TELLURIDE FILM FEST
Telluride Review: Danny Boyle's Slumdog Millionaire
by Alex Billington
August 31, 2008
Do you believe in destiny? Last night I caught the world premiere at Telluride of Danny Boyle's latest film, Slumdog Millionaire, and it was an absolute blast. I haven't been this thoroughly entertained at a film festival since I saw The Escapist at Sundance in January. At its core, Slumdog is a love story about a boy who just won't give up, but it's wrapped around his short life story about winning the Hindi version of the "Who Wants to Be a Millionaire?" game show. The film is a two hour lesson on Indian culture taught vividly by Danny Boyle and adorned by beautiful cinematography and an incredible music selection. However, it's still one of the most excitingly cultured mainstream films that's all about life, love, and destiny.
Slumdog Millionaire tells the story of Jamal Malik (Dev Patel), an orphaned child from the slums of Mumbai, India, who is one question away from winning "Who Wants to Be a Millionaire?" When the final question is pushed to the next day, Jamal is arrested on suspicion of cheating and questioned by the police to explain how he knew all of the answers. The film then proceeds to tell his life story, from the time he was a little kid until that very moment, explaining that experiences throughout his life helped him specifically answer every last question - destiny. We discover in the end that he just never gave up in his pursuit to find a girl who he has been in love with all his life, Latika (Freida Pinto).
This film was a pleasing combination of the realism of City of God, the comedy of Darjeeling Limited, and the style of Danny Boyle. There was never a dull moment throughout the entire thing, compliments of Mr. Boyle, whose filmmaking I already love. Boyle is something of an acquired taste, although I wish he wasn't. Like Guy Ritchie, he's got a very distinct and unique style to his films that some will enjoy, others will despise. I think Slumdog Millionaire can definitely push its way to mainstream success and it will be greeted with open arms, all because it's such an entertaining, fun, and upbeat movie.
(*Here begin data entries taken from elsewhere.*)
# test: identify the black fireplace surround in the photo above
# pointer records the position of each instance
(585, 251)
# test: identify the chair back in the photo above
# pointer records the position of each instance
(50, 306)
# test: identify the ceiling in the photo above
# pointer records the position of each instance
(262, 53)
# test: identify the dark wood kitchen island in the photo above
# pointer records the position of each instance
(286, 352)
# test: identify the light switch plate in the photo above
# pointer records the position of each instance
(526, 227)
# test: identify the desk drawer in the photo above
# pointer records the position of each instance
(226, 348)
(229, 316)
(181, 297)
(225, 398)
That style which I speak so highly of involves very colorful cinematography, fast-paced action, songs and a score that add even more energy to many moments in the film, and a storytelling style that differs from almost every other indie filmmaker. If you can appreciate this kind of style, mixed into one of the most uplifting and charming stories all year, despite it's riddled with the occasional torture or riot, you'll end up loving Slumdog Millionaire as much as I did. I've never even really liked Bollywood either, but by the credits at the end, where the entire cast breaks out into a dance number, even I was enthralled by this wonderful finale. Slumdog is another wonderful film from the creative genius of Danny Boyle.